2012年10月 3日 (水)

現在の"大停滞"の原因は?

今回は、現在の"大停滞"の原因について論じた著作の紹介。

著者は、タイラー・コーエン。2011年、英エコノミスト誌の「今後最も世界に影響を与える経済学者の一人」に選ばれた人物。

その彼が、現代の"大停滞"の原因についてこう述べている。

イノベーションの主な対象が公共財から私的財に移行した。このひとことに、現在"大停滞"を生み出しているメカニズムが凝縮されている。

イノベーションの対象が公共財から私的財に移行した、とはどういうことか。

過去のイノベーションの代表例は、電灯、自動車、航空機、電話、写真、テレビなどだろう。そして、現在のイノベーションの代表例は、なんと言ってもインターネット。

これまでのイノベーションとインターネットの違いはなんだろうか?

・収入を生み出しづらい
・利用するのに技能が必要
・雇用を生み出す力が小さい など

これらは現在の代表的な会社である、Google、Facebook、Twitterなどをみればわかるだろう。
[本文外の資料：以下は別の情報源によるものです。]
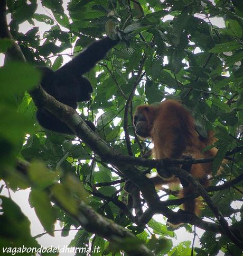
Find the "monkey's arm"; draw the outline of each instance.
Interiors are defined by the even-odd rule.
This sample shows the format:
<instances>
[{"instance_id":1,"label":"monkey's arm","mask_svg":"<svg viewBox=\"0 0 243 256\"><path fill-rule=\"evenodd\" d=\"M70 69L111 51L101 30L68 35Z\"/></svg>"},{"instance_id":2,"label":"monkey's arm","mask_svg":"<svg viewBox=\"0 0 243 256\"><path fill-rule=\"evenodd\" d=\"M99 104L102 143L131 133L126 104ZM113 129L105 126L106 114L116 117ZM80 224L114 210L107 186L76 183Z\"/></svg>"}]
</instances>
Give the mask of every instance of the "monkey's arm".
<instances>
[{"instance_id":1,"label":"monkey's arm","mask_svg":"<svg viewBox=\"0 0 243 256\"><path fill-rule=\"evenodd\" d=\"M109 50L118 42L119 40L113 40L108 37L96 41L59 71L68 69L76 75L88 72L97 62L104 59Z\"/></svg>"}]
</instances>

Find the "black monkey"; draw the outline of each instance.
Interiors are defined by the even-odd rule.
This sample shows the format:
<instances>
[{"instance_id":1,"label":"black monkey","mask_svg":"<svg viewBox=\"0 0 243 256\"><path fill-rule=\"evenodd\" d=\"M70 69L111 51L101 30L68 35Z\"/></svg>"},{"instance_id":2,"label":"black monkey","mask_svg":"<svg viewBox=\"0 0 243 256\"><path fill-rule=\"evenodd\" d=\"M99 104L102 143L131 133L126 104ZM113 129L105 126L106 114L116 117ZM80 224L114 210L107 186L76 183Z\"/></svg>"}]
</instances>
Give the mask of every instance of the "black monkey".
<instances>
[{"instance_id":1,"label":"black monkey","mask_svg":"<svg viewBox=\"0 0 243 256\"><path fill-rule=\"evenodd\" d=\"M77 102L88 101L93 91L89 80L82 75L89 71L108 51L119 42L108 37L96 41L79 55L56 71L48 67L39 68L42 73L41 85L49 94L59 101L76 109ZM64 122L41 107L38 108L37 119L40 125L49 130L58 133L73 134ZM94 123L86 121L95 129Z\"/></svg>"}]
</instances>

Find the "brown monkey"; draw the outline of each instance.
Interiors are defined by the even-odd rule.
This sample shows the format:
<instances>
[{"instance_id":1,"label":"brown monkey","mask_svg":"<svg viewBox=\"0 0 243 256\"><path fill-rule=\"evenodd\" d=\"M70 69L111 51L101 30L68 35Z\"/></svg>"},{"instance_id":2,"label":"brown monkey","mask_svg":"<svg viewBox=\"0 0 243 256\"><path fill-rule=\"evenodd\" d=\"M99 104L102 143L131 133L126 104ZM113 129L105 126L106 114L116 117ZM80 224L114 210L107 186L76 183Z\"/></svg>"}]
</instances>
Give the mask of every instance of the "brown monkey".
<instances>
[{"instance_id":1,"label":"brown monkey","mask_svg":"<svg viewBox=\"0 0 243 256\"><path fill-rule=\"evenodd\" d=\"M195 129L194 118L176 101L167 100L157 105L138 106L134 117L134 124L136 134L139 137L152 139L154 145L153 152L156 159L178 158L186 155L195 158L204 158L214 156L217 153L216 148L202 152L203 148L215 142L213 133L209 132L207 138L200 137ZM193 164L188 171L198 178L202 186L207 187L211 174L211 164ZM152 180L155 184L181 182L183 187L183 197L195 192L190 183L175 176L166 179L165 182L158 177L152 178ZM162 182L162 180L164 182ZM184 209L198 215L199 205L199 200L187 200Z\"/></svg>"}]
</instances>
このイノベーションの変化が、所得格差の拡大、世帯所得の伸び悩み、金融危機などを生み出したとコーエンは言う。

さて、今後はどうなるのか?いくつかの明るい光も見えてきているようだ。コーエンの言う、明るい光は下記のとおり。

・インド、中国がイノベーションの担い手になっていく。また、両国が消費者としてイノベーションを後押しする。
・インターネットのおかげで科学的な学習とコミュニケーションが格段に容易になった。その結果、多くの人が高い生産性を発揮できるようになった。
・教育の改革をおこなうべきだという声が強まってきている。

インターネットが普及したおかげで、場所を選ばずに入手できる情報が格段に増えた。それにより、多くの人が今までより良い学習の機会を得て、さらに高い生産性を発揮するチャンスを掴んだ。つまり、今まで場所によりチャンスがなかった人たちにチャンスが与えられたということ。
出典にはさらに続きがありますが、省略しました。